Ripple Effect is being generously supported by a $60,000 grant from the Alfred P. Sloan Foundation. The Milbank Memorial Fund is also collaborating on the project.

Activities will include convening a two-day meeting in the fall of 2018 of a working group of 25 to 30 national and local experts in child development, family policy, addiction treatment, child welfare, and state and local government. The goal is to produce a research agenda, policy options, and practice guidelines for a wide range of agencies and professionals that work with families and children affected by opioid misuse. UHF staff will also produce a comprehensive report on the issue, including case studies, key recommendations, and a blueprint for action.

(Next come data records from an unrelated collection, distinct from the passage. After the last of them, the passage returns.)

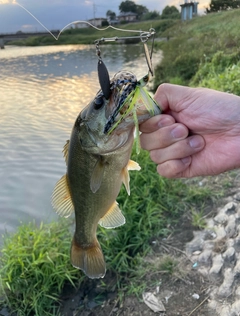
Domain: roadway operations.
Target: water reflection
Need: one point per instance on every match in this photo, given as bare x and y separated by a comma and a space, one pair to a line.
42, 90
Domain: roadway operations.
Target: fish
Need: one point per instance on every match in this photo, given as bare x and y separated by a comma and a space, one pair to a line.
98, 163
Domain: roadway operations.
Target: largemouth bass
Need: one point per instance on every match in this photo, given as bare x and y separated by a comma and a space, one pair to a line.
98, 161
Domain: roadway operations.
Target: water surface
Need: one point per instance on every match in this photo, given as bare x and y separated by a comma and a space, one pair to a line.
42, 90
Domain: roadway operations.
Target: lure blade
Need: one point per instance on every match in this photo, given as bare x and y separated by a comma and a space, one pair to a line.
148, 58
104, 80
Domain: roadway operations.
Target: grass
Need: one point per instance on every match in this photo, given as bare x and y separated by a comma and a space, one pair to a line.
34, 268
35, 260
88, 35
194, 42
35, 263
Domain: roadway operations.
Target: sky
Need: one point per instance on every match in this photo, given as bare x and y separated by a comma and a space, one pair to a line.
55, 14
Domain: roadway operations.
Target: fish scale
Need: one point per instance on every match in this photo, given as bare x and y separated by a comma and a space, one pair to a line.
98, 163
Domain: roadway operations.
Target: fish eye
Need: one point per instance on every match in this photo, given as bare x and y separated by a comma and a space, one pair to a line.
98, 103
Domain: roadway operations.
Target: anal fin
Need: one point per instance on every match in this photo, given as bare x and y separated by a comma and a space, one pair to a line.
61, 198
113, 218
88, 259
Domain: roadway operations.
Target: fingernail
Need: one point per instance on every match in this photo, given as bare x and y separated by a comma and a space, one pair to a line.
186, 160
178, 132
195, 142
164, 121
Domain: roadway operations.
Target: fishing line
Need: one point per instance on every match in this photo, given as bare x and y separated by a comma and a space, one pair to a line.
144, 35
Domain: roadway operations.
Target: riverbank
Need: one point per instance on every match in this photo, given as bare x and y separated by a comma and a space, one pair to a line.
149, 253
88, 35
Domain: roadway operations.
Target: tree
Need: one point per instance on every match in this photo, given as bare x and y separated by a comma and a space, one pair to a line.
131, 6
222, 5
128, 6
111, 15
170, 12
151, 15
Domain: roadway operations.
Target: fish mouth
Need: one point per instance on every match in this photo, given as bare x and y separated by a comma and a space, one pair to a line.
130, 104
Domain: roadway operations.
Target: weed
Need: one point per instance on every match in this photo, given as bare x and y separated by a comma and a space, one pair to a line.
35, 266
198, 219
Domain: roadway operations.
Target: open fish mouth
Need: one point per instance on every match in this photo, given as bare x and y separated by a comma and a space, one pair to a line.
122, 85
131, 101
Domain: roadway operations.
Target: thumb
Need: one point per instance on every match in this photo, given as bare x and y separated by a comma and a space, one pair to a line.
168, 96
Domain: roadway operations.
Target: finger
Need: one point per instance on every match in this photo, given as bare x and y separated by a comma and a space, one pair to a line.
179, 150
174, 168
156, 122
164, 137
172, 97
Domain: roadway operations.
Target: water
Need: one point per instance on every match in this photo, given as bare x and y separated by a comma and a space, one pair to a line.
42, 90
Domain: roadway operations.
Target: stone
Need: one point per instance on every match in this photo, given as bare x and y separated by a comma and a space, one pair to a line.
235, 310
220, 231
237, 292
225, 289
217, 263
229, 208
230, 229
221, 218
237, 196
229, 255
205, 257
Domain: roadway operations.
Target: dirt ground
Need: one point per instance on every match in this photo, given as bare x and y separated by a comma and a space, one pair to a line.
185, 293
175, 291
182, 294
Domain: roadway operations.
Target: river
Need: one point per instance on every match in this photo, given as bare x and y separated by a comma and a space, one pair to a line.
42, 90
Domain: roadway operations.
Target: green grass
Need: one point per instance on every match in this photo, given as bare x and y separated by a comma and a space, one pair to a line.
89, 35
35, 262
34, 266
193, 42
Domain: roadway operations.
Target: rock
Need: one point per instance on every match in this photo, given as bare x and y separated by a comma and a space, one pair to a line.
205, 257
216, 268
220, 232
229, 208
153, 302
229, 255
235, 308
230, 229
225, 288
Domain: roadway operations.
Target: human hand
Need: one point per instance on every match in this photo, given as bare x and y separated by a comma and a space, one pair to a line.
199, 134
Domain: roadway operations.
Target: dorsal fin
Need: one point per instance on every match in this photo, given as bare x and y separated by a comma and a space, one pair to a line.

The team will draw in part on lessons learned from the HIV/AIDS epidemic, which, like the opioid crisis, left too many children in foster care, caring for younger siblings, or suffering from behavioral health issues.

“About half of opioid overdose deaths occur among men and women ages 25 to 44, and it's reasonable to assume that many are parents,” says Carol Levine, director of UHF's Families and Health Care Project. “It's vitally important that we understand the impact of parental opioid misuse and opioid-related deaths on children. We anticipate that our work will produce the first systematic look at this understudied but vitally important aspect of the opioid epidemic.”

The project will be jointly led by Ms. Levine and Suzanne Brundage, director of UHF's Children's Health Initiative, and Patricia S. Levinson Fellow. Earlier this year, Ms. Levine's commentary “The Statistics Don't Capture the Opioid Epidemic's Impact on Children” appeared in the online magazine STAT.